Agora, chegados a Dezembro, fazem-se balanços e perspectivam-se desafios. Falámos com vários responsáveis de Recursos Humanos de diferentes empresas oriundas de distintos sectores, para perceber que receios têm e que desafios assinalam relativamente a um ano que vai ser tudo, menos, tranquilo.

 

A pandemia de covid-19 criou um contexto disruptivo, que continuará a refletir-se em 2021, obrigando as empresas a repensar grande parte dos seus processos para manter ou aumentar a produtividade, num cenário que continuará seguramente a ser marcado pelo teletrabalho e por uma reforçada aceleração do mundo digital, defende Tiago Mota Costa, Senior Partner do Kaizen Institute Western Europe. «Na minha perspectiva, o maior desafio no próximo ano será a capacidade de adaptação das organizações às novas formas de trabalhar e serviço ao cliente, com novos objectivos disruptivos obrigando a uma gestão eficaz na mobilização de uma transformação diária e sustentada, envolvendo todas as pessoas, em todas as áreas, para chegar a níveis de desempenho económico e financeiro de excelência, garantindo o cumprimento das metas e a sustentabilidade dos negócios», refere, assinalando que «o mundo mudou, mas a importância dos Recursos Humanos na transformação do tecido empresarial continua a ser fundamental».

«Ainda que acabem por estar relacionados, gostaria de salientar dois desafios: em primeiro lugar, os modelos de trabalho e, em segundo, a saúde mental e o bem-estar dos colaboradores e das suas famílias», começa por referir Nuno Oliveira, director de Recursos Humanos da Zurich Portugal. A experiência adquirida pela organização nos últimos quatro anos, e os desafios que surgiram acentuados pela pandemia, vieram enaltecer ainda mais a importância de estabelecer como uma das prioridades a trabalhar em 2021 o tópico da saúde mental e do bem-estar. «Neste sentido, a “desconstrução” dos modelos de trabalho tal como os conhecíamos, associados ao elevado grau de incerteza no que respeita à evolução dos mercados e, simultaneamente, ao grau de exigência e expectativa dos clientes e parceiros do negócio, potencia o desenvolvimento de competências de autoconhecimento e autonomia por parte dos colaboradores, que necessitam de adaptar-se em função das suas próprias circunstâncias», defende Nuno Oliveira, para quem tudo isto requer uma cultura organizacional que promova esse desenvolvimento, num ambiente de segurança psicológica que potencie o melhor de cada um de nós e que nos capacite para os desafios do futuro.
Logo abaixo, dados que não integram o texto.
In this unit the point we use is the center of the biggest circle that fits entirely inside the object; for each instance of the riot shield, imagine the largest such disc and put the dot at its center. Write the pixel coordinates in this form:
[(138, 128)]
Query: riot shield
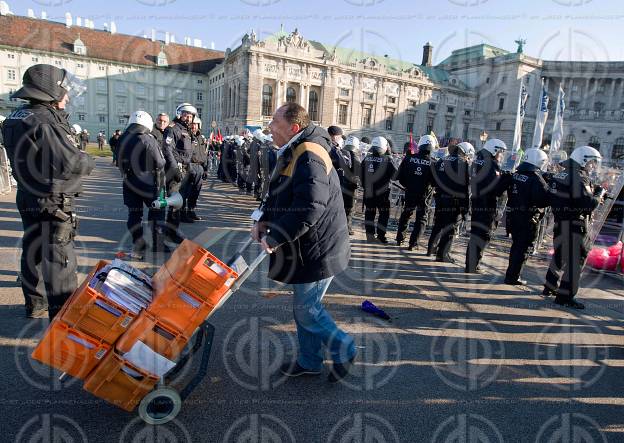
[(612, 180), (5, 172)]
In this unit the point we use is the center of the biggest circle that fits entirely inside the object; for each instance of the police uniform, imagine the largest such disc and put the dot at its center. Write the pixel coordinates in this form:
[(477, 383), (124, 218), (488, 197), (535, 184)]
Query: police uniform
[(451, 177), (48, 167), (142, 165), (179, 143), (488, 183), (528, 195), (350, 184), (376, 175), (197, 170), (255, 172), (572, 201), (416, 177)]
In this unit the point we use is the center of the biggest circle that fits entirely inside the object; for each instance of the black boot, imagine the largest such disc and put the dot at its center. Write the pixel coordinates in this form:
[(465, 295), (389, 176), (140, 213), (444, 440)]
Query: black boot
[(185, 216)]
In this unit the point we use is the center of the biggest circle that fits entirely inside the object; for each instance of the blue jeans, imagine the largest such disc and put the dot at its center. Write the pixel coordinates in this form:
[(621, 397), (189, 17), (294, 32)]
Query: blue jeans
[(315, 327)]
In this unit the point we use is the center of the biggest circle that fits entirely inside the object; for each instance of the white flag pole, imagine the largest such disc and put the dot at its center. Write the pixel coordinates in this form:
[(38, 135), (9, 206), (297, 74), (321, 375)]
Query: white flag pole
[(540, 117), (557, 136), (517, 141)]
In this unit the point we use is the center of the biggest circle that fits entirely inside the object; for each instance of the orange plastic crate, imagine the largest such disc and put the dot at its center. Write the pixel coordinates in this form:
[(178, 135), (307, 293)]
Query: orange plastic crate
[(162, 338), (70, 350), (177, 307), (92, 312), (120, 382), (199, 272)]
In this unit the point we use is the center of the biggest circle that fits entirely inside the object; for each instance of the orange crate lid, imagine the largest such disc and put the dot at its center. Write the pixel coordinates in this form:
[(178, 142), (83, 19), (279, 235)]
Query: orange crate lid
[(70, 350), (179, 308), (119, 382), (161, 337), (197, 270)]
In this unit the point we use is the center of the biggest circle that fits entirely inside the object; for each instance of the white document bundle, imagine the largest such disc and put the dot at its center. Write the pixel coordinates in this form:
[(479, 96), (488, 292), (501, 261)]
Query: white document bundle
[(144, 357), (124, 285)]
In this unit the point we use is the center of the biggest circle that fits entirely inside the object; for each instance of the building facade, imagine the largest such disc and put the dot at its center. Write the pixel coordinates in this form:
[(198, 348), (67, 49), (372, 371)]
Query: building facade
[(474, 91), (122, 73)]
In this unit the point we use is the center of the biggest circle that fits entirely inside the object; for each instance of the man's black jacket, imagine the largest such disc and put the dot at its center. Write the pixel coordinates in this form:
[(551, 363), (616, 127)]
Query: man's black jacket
[(305, 213)]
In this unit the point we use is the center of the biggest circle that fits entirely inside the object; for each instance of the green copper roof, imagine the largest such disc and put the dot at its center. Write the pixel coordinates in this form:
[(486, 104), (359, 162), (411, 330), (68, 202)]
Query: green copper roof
[(347, 56), (465, 55)]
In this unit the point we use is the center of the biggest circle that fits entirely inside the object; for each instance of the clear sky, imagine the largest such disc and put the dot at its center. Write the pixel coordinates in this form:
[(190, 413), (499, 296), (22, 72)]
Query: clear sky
[(554, 29)]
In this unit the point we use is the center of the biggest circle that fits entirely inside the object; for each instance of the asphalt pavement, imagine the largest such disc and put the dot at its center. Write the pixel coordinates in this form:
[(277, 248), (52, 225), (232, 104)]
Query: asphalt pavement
[(464, 358)]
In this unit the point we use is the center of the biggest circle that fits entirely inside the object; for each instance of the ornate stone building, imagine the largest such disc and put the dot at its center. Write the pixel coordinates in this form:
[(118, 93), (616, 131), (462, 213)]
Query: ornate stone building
[(474, 90), (361, 93)]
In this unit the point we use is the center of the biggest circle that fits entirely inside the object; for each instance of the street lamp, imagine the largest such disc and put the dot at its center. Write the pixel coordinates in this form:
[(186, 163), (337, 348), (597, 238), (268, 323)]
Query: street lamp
[(483, 137)]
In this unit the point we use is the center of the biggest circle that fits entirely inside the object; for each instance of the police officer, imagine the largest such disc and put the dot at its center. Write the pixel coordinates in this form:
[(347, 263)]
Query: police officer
[(179, 142), (451, 177), (48, 167), (255, 172), (573, 199), (113, 142), (528, 196), (488, 183), (142, 165), (416, 177), (268, 160), (351, 177), (378, 170), (161, 123), (198, 171)]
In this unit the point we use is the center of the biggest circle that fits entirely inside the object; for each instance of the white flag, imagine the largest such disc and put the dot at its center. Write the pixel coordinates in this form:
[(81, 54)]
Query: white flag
[(517, 143), (557, 136), (540, 118)]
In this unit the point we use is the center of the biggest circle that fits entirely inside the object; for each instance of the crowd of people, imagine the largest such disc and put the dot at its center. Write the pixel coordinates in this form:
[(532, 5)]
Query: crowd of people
[(165, 161), (460, 186)]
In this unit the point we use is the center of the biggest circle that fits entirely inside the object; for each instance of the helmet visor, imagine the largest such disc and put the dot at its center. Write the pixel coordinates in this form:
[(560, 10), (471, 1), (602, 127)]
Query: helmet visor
[(74, 86)]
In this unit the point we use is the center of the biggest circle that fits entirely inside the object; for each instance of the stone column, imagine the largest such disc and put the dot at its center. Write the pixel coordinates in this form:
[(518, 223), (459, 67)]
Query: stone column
[(302, 98)]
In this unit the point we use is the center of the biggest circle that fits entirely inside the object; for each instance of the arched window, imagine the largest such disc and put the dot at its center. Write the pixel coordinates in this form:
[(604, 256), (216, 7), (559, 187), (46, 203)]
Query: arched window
[(594, 142), (267, 100), (291, 96), (313, 105), (618, 149), (570, 143)]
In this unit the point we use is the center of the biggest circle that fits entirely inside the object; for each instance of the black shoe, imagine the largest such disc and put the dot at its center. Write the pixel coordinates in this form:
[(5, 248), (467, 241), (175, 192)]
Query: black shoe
[(518, 282), (37, 313), (294, 370), (138, 249), (186, 218), (569, 304), (192, 214), (548, 292), (446, 259), (174, 238), (339, 371)]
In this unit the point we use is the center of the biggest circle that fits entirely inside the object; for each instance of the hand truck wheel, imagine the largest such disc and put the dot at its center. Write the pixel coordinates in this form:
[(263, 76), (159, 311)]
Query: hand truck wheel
[(160, 406)]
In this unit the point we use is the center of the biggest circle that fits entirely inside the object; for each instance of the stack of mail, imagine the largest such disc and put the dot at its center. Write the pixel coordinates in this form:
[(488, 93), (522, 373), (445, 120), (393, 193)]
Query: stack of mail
[(124, 285)]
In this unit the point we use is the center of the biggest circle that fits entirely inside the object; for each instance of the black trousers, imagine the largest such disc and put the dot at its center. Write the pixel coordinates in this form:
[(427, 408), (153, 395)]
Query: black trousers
[(349, 201), (48, 263), (173, 215), (413, 203), (373, 206), (135, 202), (482, 223), (447, 216), (523, 235), (571, 249), (192, 186)]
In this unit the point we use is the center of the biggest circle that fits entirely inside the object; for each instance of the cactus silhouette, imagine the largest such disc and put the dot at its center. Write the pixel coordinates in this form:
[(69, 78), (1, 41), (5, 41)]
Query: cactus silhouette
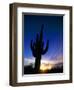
[(38, 49)]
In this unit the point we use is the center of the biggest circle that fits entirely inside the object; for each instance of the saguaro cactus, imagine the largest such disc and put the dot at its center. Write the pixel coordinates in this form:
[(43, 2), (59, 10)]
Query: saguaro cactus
[(38, 49)]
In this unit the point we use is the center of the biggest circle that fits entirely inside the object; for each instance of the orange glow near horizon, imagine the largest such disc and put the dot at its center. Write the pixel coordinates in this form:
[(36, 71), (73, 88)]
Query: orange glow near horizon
[(45, 67)]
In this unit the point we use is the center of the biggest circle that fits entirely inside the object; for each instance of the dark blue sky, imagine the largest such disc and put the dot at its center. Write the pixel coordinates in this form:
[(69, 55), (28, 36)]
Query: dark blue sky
[(53, 31)]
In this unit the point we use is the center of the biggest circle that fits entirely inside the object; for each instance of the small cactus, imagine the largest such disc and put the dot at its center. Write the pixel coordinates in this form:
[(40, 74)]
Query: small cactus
[(38, 49)]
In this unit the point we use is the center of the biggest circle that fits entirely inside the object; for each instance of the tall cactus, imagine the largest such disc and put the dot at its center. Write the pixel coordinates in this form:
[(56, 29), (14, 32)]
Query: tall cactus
[(38, 49)]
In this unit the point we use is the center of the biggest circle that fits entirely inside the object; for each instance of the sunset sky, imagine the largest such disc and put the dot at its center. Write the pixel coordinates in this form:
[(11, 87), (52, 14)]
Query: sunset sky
[(53, 31)]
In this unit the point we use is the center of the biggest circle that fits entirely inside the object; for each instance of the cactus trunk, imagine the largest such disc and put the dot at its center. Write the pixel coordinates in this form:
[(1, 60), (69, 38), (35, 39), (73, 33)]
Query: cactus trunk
[(38, 49)]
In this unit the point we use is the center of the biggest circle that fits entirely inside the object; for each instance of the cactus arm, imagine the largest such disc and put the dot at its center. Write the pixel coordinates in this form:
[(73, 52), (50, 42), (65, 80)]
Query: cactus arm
[(46, 49)]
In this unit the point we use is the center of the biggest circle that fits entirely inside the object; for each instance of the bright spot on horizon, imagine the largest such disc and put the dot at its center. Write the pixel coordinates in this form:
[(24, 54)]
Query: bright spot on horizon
[(44, 67)]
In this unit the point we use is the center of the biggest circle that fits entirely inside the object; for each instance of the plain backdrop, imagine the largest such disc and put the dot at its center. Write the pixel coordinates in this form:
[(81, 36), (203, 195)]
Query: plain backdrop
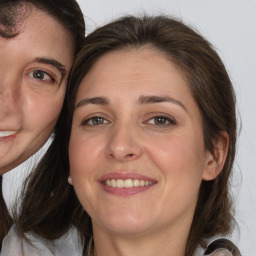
[(230, 25)]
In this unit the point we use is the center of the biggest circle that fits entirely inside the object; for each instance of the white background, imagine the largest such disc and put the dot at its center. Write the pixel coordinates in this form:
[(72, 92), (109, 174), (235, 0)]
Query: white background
[(230, 25)]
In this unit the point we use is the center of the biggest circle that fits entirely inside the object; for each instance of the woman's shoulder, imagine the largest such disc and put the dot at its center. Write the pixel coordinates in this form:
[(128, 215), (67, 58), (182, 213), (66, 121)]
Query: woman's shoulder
[(222, 247), (218, 247), (14, 245)]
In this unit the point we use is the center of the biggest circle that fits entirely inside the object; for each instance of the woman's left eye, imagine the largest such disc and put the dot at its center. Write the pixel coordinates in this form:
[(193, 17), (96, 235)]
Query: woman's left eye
[(161, 121), (41, 75), (96, 120)]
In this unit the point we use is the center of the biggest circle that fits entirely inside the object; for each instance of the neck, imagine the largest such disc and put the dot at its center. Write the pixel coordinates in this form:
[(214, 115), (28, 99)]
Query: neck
[(162, 243), (5, 218)]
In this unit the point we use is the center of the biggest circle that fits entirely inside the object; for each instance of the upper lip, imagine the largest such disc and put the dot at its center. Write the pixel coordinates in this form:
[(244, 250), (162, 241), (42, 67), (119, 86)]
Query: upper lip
[(124, 176)]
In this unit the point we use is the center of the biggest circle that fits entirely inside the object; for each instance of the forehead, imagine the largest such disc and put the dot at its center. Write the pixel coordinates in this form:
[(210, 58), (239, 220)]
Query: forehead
[(39, 35), (142, 67)]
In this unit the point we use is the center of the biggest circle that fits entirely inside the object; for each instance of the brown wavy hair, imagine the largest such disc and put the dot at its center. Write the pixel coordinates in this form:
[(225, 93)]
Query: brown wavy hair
[(12, 15), (50, 206)]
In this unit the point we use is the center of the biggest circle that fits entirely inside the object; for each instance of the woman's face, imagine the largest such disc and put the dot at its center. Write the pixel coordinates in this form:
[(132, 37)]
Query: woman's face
[(34, 66), (137, 154)]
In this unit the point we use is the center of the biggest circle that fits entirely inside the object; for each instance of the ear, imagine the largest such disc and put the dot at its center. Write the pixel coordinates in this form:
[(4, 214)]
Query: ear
[(215, 162)]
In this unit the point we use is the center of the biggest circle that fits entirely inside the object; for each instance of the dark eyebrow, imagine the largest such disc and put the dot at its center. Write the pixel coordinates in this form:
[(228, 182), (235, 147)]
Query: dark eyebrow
[(54, 63), (97, 101), (159, 99)]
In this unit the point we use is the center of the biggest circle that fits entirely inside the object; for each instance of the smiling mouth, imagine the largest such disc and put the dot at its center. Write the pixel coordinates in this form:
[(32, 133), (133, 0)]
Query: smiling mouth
[(4, 134), (128, 183)]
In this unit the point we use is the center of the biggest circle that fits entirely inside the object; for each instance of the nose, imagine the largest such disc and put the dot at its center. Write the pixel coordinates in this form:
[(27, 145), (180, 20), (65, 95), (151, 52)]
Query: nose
[(124, 144)]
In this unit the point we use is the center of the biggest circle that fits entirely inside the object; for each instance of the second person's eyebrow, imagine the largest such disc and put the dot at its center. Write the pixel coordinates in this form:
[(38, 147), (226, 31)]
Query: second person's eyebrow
[(54, 63), (159, 99), (95, 100)]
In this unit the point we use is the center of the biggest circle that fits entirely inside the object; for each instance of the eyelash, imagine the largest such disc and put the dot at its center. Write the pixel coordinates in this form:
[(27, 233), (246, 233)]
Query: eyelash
[(33, 72), (91, 119), (163, 117)]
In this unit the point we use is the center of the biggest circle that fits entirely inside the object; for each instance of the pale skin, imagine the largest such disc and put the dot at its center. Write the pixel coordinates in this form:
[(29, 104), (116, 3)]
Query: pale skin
[(34, 67), (135, 117)]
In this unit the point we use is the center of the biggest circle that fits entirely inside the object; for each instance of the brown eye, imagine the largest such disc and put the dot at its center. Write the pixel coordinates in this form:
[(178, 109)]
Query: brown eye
[(97, 120), (161, 121), (41, 75)]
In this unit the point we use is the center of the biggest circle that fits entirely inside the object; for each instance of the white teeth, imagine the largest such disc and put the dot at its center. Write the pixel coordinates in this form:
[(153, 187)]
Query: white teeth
[(129, 183), (7, 133)]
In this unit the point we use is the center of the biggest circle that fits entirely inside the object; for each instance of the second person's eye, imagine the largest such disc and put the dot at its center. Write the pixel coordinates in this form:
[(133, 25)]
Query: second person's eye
[(41, 75), (96, 120), (161, 121)]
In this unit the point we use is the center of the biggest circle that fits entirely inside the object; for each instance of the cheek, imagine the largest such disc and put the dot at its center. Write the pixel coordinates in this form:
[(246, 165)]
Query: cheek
[(84, 154), (180, 158), (41, 113)]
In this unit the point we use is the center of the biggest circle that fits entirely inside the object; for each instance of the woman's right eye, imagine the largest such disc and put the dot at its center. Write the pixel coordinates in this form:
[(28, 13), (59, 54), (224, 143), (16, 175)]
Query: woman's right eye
[(41, 75), (96, 120)]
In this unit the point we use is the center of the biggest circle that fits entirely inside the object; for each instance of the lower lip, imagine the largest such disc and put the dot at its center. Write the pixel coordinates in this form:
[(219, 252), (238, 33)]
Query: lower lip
[(8, 138), (125, 191)]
«Ao dotarmos as nossas pessoas das competências certas para o sucesso – como a criatividade, a inovação, o trabalho colaborativo e a flexibilidade – estamos a reforçar o nosso compromisso com a sustentabilidade no trabalho e com a saúde mental». E é neste contexto que o tópico dos modelos de trabalho assume ainda maior relevância. «Através de políticas e modelos de trabalho mais ágeis, adaptáveis e inclusivos, acreditamos que conseguimos criar equipas sólidas, equilibradas e resilientes, com a força e a motivação necessárias para continuarmos a assegurar a jornada de transformação em que já nos encontramos, elevando a organização para o nível seguinte de serviço ao cliente que ambicionamos», assegura Nuno Oliveira.

 

Ultrapassar a imprevisibilidade

O ano de 2021 irá trazer vários desafios à Gestão de Recursos Humanos. Desde a imprevisibilidade do contexto devido à pandemia de Covid-19, às alterações já assumidas no mundo do trabalho que alteraram o paradigma de colaboração, são vários os temas que deverão ser endereçados.

Flexibilidade de processos e agilidade de actuação serão certamente um dos grandes desafios de 2021, acredita João Santos Tavares, CHRO na Teleperformance Portugal. A constante necessidade de adaptação na gestão da crise pandémica em consequência das determinações das várias instâncias governamentais, nacionais e internacionais, será, sem dúvida, um dos maiores testes de flexibilidade e de resiliência quer para as equipas de Recursos Humanos, quer para as organizações como um todo. A necessidade de tal flexibilidade resulta no segundo grande desafio que será a consolidação de estratégias que acompanhem a crescente tendência de colocação dos colaboradores em home office, como forma de assegurar um equilíbrio mais sustentado entre a atividade profissional e a vida pessoal. «A este nível, as organizações terão de encontrar a fórmula que melhor poderá responder às necessidades no negócio, às necessidades dos colaboradores e às necessidades do contexto social. Irá certamente competir aos Recursos Humanos desenhar as soluções que permitam balancear o home office com o trabalho no escritório, e o grau de flexibilidade que se poderá implementar sendo certo que, em muitos casos, a natureza do próprio negócio irá originar a criação de múltiplos cenários a implementar» refere.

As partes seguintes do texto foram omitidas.